Menu

Understanding scrub finish and status screen

Help
2016-03-20
2016-03-27
  • 1Geekyp3rson

    1Geekyp3rson - 2016-03-20

    Understanding scrub finish and status screen. I really love this program and the abilities it has whether using the limited GUI "But helpful!!!" or using commands. But what really allude me is. In my case:

    5x 4TB Data drives 18.2TB

    2x 4TB Parity drives 7.28TB

    How does all the data fit on those two parity drives?

    On to the next and reasoning behind the thread.

    Understanding the information from finishing scrub and information from status. Thanks everyone for there input in advance! :-D

    http://postimg.org/image/cckcc51j3

    http://postimg.org/image/e8llrtobv

     

    Last edit: 1Geekyp3rson 2016-03-20
  • Leifi Plomeros

    Leifi Plomeros - 2016-03-20

    To understand the concept of parity it is easiest to look at a 3 disk setup with 2 data disks and a single parity disk in RAID4,

    On each data disk all data is stored as a long sequence of 0 and 1.
    Like this:

    Disk1 Disk2
    0 0
    0 1
    1 0
    1 1

    Then you add a parity disk which uses an XOR ruleset to determine if the parity should be 1 or 0 like this:. 0+0=0, 0+1=1, 1+0=1, 1+1=0

    Disk1 Disk2 ParityDisk
    0 0 0
    0 1 1
    1 0 1
    1 1 0

    At this point if someone removes Disk1, Disk2 or Parity you can use the XOR ruleset to figure out what is missing.

    Disk1 Disk2 ParityDisk
    0 x 0
    0 x 1
    1 x 1
    1 x 0

    In the first row the missing number must be 0 since 0+0=0 would be correct and 0+1=0 would be incorrect.
    In the next row the missing number must be 1 since 0+1=1 would be correct and 0+0=1 would be incorrect.
    So all you need to do is repeat this logic a million times and you have restored 128 kilobytes of missing data.

    You can expand this exmple to have hundreds of data disks. As long as you only lose a single disk you can always figure out the lost numbers with help of the parity number.

    For double parity it is not so simple. Instead of looking at all data as 0 or 1 you look at it as numbers from 0 - 255 and use a much more complicated ruleset than 0+0=0, 0+1=1, 1+0=1, 1+1=0 to figure out what is missing.

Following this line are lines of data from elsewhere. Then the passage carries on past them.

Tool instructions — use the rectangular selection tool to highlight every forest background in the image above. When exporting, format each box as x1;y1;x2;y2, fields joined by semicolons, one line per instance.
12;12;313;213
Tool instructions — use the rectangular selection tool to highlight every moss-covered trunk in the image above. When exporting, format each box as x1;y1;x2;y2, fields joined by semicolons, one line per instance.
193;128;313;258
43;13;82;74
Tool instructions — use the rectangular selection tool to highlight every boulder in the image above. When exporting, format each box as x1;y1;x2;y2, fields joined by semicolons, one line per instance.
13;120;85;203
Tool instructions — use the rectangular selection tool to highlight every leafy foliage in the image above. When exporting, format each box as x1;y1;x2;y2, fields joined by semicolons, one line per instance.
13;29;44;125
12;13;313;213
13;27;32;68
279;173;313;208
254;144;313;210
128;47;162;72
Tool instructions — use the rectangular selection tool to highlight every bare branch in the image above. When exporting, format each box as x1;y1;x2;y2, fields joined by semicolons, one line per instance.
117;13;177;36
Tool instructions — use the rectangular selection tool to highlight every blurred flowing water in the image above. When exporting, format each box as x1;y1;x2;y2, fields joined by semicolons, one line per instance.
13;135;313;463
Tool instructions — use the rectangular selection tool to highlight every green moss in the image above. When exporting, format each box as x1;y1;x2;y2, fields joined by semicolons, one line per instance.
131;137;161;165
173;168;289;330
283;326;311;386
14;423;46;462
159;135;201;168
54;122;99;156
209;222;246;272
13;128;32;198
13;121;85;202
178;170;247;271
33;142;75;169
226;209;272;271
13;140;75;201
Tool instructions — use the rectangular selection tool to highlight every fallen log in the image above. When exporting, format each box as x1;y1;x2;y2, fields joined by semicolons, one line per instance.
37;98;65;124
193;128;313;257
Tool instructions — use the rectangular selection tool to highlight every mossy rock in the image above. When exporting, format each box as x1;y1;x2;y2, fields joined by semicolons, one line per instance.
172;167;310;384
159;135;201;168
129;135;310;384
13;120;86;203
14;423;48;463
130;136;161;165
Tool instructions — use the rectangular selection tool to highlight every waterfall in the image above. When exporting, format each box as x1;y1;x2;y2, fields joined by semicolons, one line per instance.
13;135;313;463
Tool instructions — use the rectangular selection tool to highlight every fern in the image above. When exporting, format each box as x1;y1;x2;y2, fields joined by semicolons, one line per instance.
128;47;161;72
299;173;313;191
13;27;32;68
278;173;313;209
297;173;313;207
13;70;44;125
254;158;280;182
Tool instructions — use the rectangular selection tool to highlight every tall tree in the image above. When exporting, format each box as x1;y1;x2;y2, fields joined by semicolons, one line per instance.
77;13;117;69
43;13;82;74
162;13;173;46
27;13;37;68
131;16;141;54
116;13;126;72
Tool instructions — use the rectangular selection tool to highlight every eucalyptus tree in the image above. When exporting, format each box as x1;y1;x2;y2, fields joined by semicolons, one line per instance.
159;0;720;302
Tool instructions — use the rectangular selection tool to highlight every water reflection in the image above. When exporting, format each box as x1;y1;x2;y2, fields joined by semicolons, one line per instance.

    As an end user you don't have have to understand exactly how it is done (I don't). Instead the important part is to understand that as long as you have at least as many parity disks as lost disks it will be possible for snapraid to figure out what is missing, BUT if you lose a higher number of disks than you have parity none of the lost data can be reconstructed.

    What scrub does is that it looks at a portion of the data and parity and verify that nothing is wrong. If it finds something wrong then it will let you know and recommend that you use the fix function to fix it.

    So basically the important thing to look for in the scrub result is the [Everything OK] message. If you don't have that message near the end, then instead there would be error messages that you need to read.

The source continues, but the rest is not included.